Werni Gisler übt mit seinem Sohn. (Bild: Richard Greuter)

Mit 58,50 Punkten zum Sieg

Die Fahnenschwinger zogen ihr Programm mit illustren Schwüngen wie Bodenunterschwung, Kniekehlenwelle oder Pilatusstich durch, am besten bewertete die vierköpfige Jury Stefan Fischer (35) aus Fürigen ob Stansstad. Er setzte sich mit 58,50 von 60 möglichen Punkten gegen die Konkurrenz durch. Zusammen mit Werni Gisler (Buochs, 57,50 Punkte) und Erwin Langensand (Dallenwil, 57,25 Punkte) darf er nun am 15. Juni beim eidgenössichen Wettkampf, der Schweizermeisterschaft, in Thun antreten. Er sei vor 23 Jahren in einem Volksmusiklager erstmals in Kontakt mit dem «Fähnle» gekommen, erzählt er.

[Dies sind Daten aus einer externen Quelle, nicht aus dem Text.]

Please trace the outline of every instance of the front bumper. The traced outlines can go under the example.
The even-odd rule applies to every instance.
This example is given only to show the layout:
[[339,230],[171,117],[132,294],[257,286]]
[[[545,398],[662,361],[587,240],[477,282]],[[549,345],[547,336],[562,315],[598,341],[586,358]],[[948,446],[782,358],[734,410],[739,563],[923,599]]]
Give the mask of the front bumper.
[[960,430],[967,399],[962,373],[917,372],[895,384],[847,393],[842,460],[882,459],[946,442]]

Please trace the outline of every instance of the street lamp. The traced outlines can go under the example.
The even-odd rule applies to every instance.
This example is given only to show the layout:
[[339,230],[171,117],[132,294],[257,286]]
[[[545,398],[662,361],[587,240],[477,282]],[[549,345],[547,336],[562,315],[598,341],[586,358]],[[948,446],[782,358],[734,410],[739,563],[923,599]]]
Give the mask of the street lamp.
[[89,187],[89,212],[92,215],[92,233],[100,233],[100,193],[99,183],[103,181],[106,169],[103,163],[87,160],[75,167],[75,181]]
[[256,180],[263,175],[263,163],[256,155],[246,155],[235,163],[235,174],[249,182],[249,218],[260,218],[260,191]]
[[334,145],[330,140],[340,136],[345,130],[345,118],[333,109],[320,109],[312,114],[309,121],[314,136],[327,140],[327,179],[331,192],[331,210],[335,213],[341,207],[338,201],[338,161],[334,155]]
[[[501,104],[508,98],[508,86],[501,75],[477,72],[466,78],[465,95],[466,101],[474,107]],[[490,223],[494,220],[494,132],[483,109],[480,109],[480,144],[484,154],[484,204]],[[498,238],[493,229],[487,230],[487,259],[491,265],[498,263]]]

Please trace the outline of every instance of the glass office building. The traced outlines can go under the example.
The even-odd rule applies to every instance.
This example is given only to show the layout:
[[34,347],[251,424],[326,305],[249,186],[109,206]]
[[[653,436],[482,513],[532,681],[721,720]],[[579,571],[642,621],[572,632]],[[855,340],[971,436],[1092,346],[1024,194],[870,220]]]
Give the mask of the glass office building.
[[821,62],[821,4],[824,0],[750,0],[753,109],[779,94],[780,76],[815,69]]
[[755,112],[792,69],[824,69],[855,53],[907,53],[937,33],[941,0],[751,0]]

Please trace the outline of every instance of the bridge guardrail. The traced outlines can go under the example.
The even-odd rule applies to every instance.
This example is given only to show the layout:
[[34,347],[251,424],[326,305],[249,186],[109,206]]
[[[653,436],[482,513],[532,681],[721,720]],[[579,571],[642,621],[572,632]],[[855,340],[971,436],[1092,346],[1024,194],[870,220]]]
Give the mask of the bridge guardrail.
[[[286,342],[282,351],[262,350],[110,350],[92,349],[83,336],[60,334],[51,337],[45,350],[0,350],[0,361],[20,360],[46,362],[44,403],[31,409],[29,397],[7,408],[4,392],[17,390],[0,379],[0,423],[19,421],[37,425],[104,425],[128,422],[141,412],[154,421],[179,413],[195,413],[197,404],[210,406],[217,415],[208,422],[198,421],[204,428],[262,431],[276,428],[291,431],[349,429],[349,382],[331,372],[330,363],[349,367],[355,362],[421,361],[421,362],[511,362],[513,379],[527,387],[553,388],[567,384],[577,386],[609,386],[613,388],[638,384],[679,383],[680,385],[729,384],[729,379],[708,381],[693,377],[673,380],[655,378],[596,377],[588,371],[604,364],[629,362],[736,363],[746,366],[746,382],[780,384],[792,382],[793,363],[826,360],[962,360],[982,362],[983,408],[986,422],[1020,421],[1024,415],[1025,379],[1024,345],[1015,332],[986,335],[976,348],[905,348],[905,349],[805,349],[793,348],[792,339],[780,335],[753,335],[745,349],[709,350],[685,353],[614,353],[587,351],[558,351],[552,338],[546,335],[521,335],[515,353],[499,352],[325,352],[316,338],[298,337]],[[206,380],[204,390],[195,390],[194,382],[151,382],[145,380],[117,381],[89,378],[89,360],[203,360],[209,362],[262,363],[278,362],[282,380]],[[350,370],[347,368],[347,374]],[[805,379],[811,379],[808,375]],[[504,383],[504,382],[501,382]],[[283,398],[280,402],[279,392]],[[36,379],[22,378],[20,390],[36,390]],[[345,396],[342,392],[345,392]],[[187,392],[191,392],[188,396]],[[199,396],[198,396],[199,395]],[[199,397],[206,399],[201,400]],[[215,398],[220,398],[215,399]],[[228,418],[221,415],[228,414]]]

Der Verkäufer einer Küchenbaufirma trainiert jede Woche rund 90 Minuten. Bester Luzerner war Peter Odermatt (Weggis, 56,50 Punkte).

Keine aktive Frau

Ist Fahnenschwingen reine Männersache? «Ja», erläutert Pius Odermatt von der Nidwaldner Fahnenschwingervereinigung. «Derzeit gibt es in der Zentralschweiz keine aktive Fahnenschwingerin». Schweizweit gebe es eine oder zwei Aktive. «Frauen sind aber gerne willkommen», schmunzelt Odermatt. Organisiert wurde der Anlass von der Fahnenschwingergruppe Wolfenschiessen.

rem

Hinweis: Die ausführliche Rangliste »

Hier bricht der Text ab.